LÉA CITI, CHRONIQUE D’ATELIER
Léa Citi, feutrer et berger, 2023, toisons feutrées, photo : Garance Debergue.
CHRONIQUE D’ATELIER / PAR LÉA CITI
DANS LE CADRE DU COURS « PAIN COURONNÉ » DE JEAN-PIERRE CASTEX, ANNÉE 2023-2024, ISDAT TOULOUSE
J’aurais préféré trouver une mâchoire inférieure de brebis.
Pourquoi ma grand mère n’était pas bergère? Une pensée à l’histoire du Mistouflon, que j’ai toujours associé à celle d’un étrange mouton et non celle d’un mou on provençal à 6 pattes.
« Je connais Madame Untel, elle habite à côté, elle venait tous les matins au marché (…) elle aussi, c’est la voisine de (…) »
Ainsi de suite. Elle situait les visages aux mots, au marché, aux matinées estivales et givrées.
Ma soeur donne le biberon à un agneau, au lointain le patou garde le troupeau en bas de la maison, dans une des terres. Elles étaient là, de loin.
En bas, l’ânesse qui alertait les patous des loups en Savoie fait maintenant parti du troupeau.
Au réveil, se superposent les sonaïres lorsque je pousse les volets et entrouvre la baie-vitrée de la chambre. Je sors, mes pieds engourdis sur le béton chassent la froideur de la rosée. Une trace se forme. Le froid est plus vif. Plus de trace. J’oriente mon regard vers le son, les sonaïres sont à quelques mètres. Je ne les perçois pourtant pas. Elles sont aux antipodes. Elles étaient là, de loin.
Il a fallu une brebis, on en a trouvé une. Ne reste plus qu’à l’attraper. Attraper agit comme une habitude, même si la seule chose qui en témoigne avait été un lapin échappé. On la sort de l’abri, on la tire par les pattes. C’est raté. On finit par la plaquer au sol.

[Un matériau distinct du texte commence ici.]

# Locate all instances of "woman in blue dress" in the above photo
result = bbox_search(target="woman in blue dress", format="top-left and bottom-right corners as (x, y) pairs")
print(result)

À 3, elle est mise à l’avant du van, dans la petite pièce qui sert de sellerie. Quand ils ferment la porte, la patte arrière est coincée, claquée. À Arles, elle réussit à sortir au feu rouge. Elle est sur la route, elle bêle.
Elle était là, plus près. Peut-être un acte rédempteur, s’excuser de l’avoir malmenée.
Je suis déjà montée sur une vache. J’ai trouvé une mâchoire inférieure de cheval dans une terre où il n’y avait que des pommiers, comme mon père aime à le raconter. J’ai attrapé un lapin fuyard. Mais rien à voir avec les brebis.
En Espagne, des chèvres mordent et rongent mon pull. Elles me courent après pour déguster mes vêtements. Leurs dents forment un sourire exquis.
Mais toujours pas d’ovins à l’horizon. Éparses, ils sont dans les coins, ne se soucient pas de ma présence, ni de mon pull pourtant appétissant. Alors j’attends.
Elles étaient hors de mon champs, aux extrémités de mes globes. S’incruster dans cette croute terrestre, dans cet espace, elles ne l’ont toujours pas fait.
Elles étaient en toile de fond. À vélo – regarde les moutons.
De la maison – ça sent bon !
En voiture – regarde les bébêtes
Habitantes et faiseuses du paysage, je ne les ai vues que récemment dans une serre bâchée, clôturée. J’ai grandi avec elles, comme avec un parent distant. J’attends la rencontre, comme on attend les sages paroles d’un aïeul disparu, qui raconterait ce qu’il a vu de nous, sans que je ne m’en sois aperçue.
Photos prises par Garance Debergue dans le cadre de l’exposition SUMMER FUN avec le collectif Folle Béton à L’espace Nonono, Montreuil.